Reputation: 99
I am trying to parse: [www.neiu.edu/~neiutemp/PhoneBook/alpha.htm] using the TFHPPLE parser and I am looking for the 1st TD (first column) from every TR (row) in a table. Here All the attributes of the TDs are same. I can't differentiate TDs.
I am able to get all of the HTML code, but fail to get 1st TD from each TR. After // 3
(in the code) tutorialsNodes is empty. The output of
NSLog(@"Nodes are : %@",[tutorialsNodes description]);
is
Practice1[62351:c07] Nodes are : ().
I can't see what's wrong. Any help would be appreciated. My code to parse this URL:
NSURL *tutorialsUrl = [NSURL URLWithString:@"http://www.neiu.edu/~neiutemp/PhoneBook/alpha.htm"];
NSData *tutorialsHtmlData = [NSData dataWithContentsOfURL:tutorialsUrl];
// 2
TFHpple *tutorialsParser = [TFHpple hppleWithHTMLData:tutorialsHtmlData];
// 3
NSString *tutorialsXpathQueryString = @"//TR/TD";
NSArray *tutorialsNodes = [tutorialsParser searchWithXPathQuery:tutorialsXpathQueryString];
NSLog(@"Nodes are : %@",[tutorialsNodes description]);
// 4
NSMutableArray *newTutorials = [[NSMutableArray alloc] initWithCapacity:0];
for (TFHppleElement *element in tutorialsNodes) {
// 5
Tutorial *tutorial = [[Tutorial alloc] init];
[newTutorials addObject:tutorial];
// 6
tutorial.title = [[element firstChild] content];
// 7
tutorial.url = [element objectForKey:@"href"];
NSLog(@"title is: %@",[tutorial.title description]);
}
// 8
_objects = newTutorials;
[self.tableView reloadData];
Upvotes: 1
Views: 3171
Reputation: 437682
This should work if you use @"//tr/td"
instead of @"//TR/TD"
.
Looking at your HTML, though, since the author of that apparently doesn't know how to spell CSS, you have font tags buried throughout the source. So, your next line of code, which is obviously taken from the excellent Hpple tutorial by Matt Galloway on Ray Wenderlich's site, says:
tutorial.title = [[element firstChild] content];
But that won't work here, because for most of your entries, the firstChild
is not the text
, but rather it's a font
tag. So you could check to see if it was a font tag like so:
TFHppleElement *subelement = [element firstChild];
if ([[subelement tagName] isEqualToString:@"font"])

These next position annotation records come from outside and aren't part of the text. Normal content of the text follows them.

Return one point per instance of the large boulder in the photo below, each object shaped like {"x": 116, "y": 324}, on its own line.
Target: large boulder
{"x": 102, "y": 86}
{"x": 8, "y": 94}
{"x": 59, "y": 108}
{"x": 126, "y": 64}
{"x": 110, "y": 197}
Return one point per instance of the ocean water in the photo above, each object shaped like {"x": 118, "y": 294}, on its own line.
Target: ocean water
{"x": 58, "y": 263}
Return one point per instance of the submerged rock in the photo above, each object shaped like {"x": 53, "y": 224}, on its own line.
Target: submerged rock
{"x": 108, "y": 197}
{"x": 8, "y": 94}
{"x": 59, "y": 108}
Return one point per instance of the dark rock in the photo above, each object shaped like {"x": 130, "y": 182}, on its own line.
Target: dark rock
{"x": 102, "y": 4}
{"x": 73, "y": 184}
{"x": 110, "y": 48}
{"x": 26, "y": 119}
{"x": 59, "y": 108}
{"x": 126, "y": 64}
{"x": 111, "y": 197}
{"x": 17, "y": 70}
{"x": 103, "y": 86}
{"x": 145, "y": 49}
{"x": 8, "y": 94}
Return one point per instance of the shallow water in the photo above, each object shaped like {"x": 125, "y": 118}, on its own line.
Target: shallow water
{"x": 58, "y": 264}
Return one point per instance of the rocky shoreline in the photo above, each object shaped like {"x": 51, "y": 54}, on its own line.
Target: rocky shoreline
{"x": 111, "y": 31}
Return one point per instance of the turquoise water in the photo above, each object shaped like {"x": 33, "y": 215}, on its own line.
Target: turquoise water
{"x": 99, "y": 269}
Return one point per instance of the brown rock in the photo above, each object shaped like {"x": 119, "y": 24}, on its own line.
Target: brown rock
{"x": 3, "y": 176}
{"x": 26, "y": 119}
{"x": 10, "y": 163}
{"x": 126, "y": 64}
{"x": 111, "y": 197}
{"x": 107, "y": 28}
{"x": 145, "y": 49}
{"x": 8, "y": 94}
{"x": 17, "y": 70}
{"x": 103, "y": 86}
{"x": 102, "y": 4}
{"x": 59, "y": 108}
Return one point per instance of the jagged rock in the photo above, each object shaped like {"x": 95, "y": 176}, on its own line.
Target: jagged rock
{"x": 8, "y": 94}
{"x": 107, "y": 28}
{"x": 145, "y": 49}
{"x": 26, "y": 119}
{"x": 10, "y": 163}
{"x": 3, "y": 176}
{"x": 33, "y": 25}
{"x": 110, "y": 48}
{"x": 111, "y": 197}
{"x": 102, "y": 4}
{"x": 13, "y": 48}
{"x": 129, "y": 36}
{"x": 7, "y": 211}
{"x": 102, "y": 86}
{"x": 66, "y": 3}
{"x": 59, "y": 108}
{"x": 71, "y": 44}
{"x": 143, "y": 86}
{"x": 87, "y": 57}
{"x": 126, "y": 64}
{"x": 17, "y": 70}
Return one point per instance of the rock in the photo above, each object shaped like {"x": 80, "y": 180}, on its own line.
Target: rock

subelement = [subelement firstChild];
tutorial.title = [subelement content];
Or, you could instead just search for @"//tr/td/font"
instead of @"//tr/td"
. Lots of approaches here. The trick (like all HTML parsing) is going to be to make it reasonably robust so you won't be susceptible to minor cosmetic tweaks of the page.
And obviously, your HTML doesn't have URLs there, so that code isn't applicable here.

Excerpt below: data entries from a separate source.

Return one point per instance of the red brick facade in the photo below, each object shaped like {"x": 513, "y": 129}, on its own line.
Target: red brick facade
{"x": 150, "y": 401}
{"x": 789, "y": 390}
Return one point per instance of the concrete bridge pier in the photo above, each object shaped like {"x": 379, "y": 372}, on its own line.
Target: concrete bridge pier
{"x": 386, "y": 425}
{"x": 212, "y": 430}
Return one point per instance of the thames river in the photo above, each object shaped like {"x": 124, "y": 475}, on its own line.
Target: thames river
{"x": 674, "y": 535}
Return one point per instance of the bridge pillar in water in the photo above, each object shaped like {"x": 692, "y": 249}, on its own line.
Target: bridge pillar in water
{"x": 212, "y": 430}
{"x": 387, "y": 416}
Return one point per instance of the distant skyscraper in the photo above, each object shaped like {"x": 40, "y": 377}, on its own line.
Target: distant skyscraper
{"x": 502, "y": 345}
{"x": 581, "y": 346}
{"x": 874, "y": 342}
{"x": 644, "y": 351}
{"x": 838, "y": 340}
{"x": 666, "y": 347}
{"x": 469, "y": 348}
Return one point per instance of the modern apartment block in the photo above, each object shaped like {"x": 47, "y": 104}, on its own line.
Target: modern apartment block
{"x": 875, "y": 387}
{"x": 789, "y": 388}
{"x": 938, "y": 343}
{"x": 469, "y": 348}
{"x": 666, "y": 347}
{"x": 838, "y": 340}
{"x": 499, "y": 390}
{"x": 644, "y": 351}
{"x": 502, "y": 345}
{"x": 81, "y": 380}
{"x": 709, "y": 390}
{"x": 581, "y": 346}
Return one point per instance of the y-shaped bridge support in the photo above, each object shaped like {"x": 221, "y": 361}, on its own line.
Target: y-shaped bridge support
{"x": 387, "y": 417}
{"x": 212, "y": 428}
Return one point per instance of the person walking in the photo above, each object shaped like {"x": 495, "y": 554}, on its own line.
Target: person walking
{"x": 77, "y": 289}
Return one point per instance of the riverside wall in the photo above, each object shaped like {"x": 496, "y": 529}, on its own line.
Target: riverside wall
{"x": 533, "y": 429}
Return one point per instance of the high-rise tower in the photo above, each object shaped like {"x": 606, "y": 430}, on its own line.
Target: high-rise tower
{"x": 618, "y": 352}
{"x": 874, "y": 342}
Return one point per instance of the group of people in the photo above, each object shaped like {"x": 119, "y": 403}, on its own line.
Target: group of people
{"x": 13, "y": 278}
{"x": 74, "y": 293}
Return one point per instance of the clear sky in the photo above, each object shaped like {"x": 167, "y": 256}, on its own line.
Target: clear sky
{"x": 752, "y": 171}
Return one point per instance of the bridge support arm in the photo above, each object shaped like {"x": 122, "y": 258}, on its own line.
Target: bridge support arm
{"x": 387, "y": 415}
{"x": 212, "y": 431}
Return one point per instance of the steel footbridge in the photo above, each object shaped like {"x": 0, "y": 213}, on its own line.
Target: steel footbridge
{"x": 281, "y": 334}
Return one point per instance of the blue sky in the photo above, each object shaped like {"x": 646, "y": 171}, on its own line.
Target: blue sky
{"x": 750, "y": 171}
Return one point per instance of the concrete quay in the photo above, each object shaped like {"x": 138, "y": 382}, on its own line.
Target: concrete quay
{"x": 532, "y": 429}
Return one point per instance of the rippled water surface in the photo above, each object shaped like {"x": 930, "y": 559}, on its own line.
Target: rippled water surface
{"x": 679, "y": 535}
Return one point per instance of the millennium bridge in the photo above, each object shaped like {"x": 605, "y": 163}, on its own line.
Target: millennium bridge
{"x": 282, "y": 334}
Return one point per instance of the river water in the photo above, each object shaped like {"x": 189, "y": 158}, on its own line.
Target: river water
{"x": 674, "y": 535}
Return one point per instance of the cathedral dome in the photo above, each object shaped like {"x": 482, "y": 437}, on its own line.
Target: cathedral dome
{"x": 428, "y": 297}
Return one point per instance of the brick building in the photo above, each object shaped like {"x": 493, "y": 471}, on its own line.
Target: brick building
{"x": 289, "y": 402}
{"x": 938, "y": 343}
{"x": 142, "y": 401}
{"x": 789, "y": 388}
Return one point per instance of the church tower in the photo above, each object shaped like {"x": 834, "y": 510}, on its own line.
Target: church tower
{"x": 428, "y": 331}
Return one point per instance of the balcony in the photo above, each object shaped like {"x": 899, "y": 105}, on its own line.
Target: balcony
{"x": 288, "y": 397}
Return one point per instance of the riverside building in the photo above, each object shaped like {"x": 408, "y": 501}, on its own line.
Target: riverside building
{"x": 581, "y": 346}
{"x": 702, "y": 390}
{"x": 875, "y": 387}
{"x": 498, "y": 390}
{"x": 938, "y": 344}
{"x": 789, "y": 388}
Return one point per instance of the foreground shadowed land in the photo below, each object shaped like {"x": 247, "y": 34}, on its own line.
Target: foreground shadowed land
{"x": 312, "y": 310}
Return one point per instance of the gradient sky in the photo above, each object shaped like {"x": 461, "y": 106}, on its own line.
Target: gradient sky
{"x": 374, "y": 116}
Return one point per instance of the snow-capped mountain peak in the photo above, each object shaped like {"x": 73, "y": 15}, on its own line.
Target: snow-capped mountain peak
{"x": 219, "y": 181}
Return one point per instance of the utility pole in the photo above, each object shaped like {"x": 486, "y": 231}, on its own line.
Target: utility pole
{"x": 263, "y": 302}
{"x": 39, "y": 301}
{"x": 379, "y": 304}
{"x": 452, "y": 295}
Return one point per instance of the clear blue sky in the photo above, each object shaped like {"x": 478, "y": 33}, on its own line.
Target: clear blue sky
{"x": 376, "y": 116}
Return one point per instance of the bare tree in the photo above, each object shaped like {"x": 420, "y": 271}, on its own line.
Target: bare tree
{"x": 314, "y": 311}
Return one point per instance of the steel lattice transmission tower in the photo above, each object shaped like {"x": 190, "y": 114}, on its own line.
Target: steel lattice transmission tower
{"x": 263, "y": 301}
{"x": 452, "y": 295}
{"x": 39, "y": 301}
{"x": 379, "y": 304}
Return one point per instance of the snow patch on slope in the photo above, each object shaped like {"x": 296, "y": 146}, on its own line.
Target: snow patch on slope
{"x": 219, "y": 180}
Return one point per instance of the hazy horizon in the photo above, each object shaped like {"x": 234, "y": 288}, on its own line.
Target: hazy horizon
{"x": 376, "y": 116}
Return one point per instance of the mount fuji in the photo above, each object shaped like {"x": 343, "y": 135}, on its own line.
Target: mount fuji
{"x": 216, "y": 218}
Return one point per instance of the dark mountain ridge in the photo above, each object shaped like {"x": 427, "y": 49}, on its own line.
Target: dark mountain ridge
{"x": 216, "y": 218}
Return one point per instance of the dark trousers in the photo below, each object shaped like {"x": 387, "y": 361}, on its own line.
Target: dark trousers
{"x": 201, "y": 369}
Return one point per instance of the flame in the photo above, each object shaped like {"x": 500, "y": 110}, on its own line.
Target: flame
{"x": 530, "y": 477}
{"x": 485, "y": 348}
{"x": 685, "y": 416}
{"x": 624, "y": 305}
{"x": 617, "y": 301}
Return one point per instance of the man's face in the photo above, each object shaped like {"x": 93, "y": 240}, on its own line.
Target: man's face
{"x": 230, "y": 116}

Anyway, I hope this is enough to get you going.
You report having issues, so I thought I'd just supply a more complete code sample:
NSURL *tutorialsUrl = [NSURL URLWithString:@"http://www.neiu.edu/~neiutemp/PhoneBook/alpha.htm"];
NSData *tutorialsHtmlData = [NSData dataWithContentsOfURL:tutorialsUrl];
TFHpple *tutorialsParser = [TFHpple hppleWithHTMLData:tutorialsHtmlData];
NSString *tutorialsXpathQueryString = @"//tr/td";
NSArray *tutorialsNodes = [tutorialsParser searchWithXPathQuery:tutorialsXpathQueryString];
if ([tutorialsNodes count] == 0)
NSLog(@"nothing there");
else
NSLog(@"There are %d nodes", [tutorialsNodes count]);
NSMutableArray *newTutorials = [[NSMutableArray alloc] initWithCapacity:0];
for (TFHppleElement *element in tutorialsNodes) {
Tutorial *tutorial = [[Tutorial alloc] init];
[newTutorials addObject:tutorial];
TFHppleElement *subelement = [element firstChild];
if ([[subelement tagName] isEqualToString:@"font"])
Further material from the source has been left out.